VictoryShares, the ETF issuer known for its volatility-weighted strategies, listed on the Nasdaq its second emerging-market-focused ETF this week.
The Emerging Market High Div Volatility Wtd ETF (CEY) is a portfolio of 100 high-dividend-yielding emerging market stocks that have shown positive earnings, weighted by their volatility.
According to the company, this smart-beta approach to emerging markets is designed to outperform a traditional market-cap strategy by avoiding concentration in the largest-cap names and highest-yielding sectors.
“Volatility weighting, very specifically, is not targeting low volatility as a selection mechanism,” Mannik Dhillon, president of VictoryShares, said in a recent interview. “It’s a weighting mechanism to better diversify an index—to address the concentration that occurs in cap-weighted indices where a few stocks dominate the performance and the risk profile of the index.”
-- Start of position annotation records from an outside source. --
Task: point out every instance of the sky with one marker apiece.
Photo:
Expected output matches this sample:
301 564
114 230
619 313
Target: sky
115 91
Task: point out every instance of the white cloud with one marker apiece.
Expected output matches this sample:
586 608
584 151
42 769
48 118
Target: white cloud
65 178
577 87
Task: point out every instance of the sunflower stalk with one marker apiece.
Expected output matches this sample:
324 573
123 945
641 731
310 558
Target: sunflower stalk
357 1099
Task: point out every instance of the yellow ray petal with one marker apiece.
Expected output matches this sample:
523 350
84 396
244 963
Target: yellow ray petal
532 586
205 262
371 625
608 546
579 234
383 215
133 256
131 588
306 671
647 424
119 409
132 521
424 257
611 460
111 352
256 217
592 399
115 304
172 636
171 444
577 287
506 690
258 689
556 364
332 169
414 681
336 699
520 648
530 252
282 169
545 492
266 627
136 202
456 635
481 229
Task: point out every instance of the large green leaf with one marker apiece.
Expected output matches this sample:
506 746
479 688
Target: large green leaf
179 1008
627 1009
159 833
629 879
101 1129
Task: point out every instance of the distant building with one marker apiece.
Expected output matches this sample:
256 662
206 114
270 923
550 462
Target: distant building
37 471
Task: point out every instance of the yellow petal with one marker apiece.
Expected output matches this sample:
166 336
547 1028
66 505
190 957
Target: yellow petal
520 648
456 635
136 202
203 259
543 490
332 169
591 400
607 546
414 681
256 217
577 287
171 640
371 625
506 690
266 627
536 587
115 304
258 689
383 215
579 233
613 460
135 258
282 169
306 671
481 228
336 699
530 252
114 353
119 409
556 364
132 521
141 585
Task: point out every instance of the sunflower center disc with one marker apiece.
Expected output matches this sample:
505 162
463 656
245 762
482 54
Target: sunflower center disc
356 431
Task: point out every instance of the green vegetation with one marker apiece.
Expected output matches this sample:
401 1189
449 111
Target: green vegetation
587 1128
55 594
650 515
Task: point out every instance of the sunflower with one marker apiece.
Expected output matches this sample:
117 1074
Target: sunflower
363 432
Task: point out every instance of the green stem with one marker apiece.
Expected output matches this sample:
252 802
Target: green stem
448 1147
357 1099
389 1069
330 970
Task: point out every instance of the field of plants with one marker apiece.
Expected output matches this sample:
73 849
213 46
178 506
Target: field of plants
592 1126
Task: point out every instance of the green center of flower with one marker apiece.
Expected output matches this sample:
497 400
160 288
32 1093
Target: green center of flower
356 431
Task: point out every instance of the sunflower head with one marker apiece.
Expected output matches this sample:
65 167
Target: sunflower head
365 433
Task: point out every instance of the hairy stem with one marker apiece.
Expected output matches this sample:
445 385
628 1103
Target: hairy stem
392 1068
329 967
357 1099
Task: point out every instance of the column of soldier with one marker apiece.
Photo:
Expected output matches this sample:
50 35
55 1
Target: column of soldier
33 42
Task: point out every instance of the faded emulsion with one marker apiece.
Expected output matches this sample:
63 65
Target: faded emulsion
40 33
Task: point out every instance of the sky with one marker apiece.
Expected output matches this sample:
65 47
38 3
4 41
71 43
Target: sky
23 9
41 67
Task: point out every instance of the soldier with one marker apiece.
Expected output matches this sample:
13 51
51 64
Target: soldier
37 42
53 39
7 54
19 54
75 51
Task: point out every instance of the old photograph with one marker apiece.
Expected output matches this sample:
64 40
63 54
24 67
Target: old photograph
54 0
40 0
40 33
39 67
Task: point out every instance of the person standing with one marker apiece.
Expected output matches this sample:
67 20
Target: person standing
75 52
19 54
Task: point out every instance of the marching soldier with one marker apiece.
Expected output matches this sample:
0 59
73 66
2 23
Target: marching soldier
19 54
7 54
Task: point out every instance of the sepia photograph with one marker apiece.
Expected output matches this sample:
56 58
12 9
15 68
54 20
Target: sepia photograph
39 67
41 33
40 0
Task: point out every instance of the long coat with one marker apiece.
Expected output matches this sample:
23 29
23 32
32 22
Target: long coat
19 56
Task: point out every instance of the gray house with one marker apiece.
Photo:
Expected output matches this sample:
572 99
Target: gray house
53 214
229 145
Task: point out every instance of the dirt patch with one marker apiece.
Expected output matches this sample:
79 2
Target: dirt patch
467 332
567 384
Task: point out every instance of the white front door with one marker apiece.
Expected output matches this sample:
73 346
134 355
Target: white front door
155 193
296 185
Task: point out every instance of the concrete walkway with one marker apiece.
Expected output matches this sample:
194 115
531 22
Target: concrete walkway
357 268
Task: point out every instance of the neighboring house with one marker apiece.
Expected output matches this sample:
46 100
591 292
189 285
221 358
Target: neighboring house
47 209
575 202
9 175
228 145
CEY tracks the CEMP Emerging Market High Dividend 100 Volatility Weighted Index, and comes to market with Taiwan, China, Thailand and Russia as the fund’s top country exposures, representing 50% of the overall mix. Financials is the largest sector allocation, at about 25%. The portfolio will be rebalanced twice a year.
CEY comes with an expense ratio of 0.50%, landing it somewhere in the middle in terms of cost among the 200 emerging market ETFs on the market today. The cheapest is a plain-vanilla market-cap fund, the SPDR Portfolio Emerging Markets ETF (SPEM), at 0.11%.
VictoryShares has roughly $2 billion in assets under management across 14 ETFs including CEY, 12 of which are smart-beta funds that rely on the volatility-weighted approach. The firm’s biggest fund is the VictoryShares US 500 Enhanced Volatility Wtd Index ETF (CFO), with $560 million in assets.
Year-to-date, CFO has rallied neck-and-neck with the SPDR S&P 500 Trust (SPY).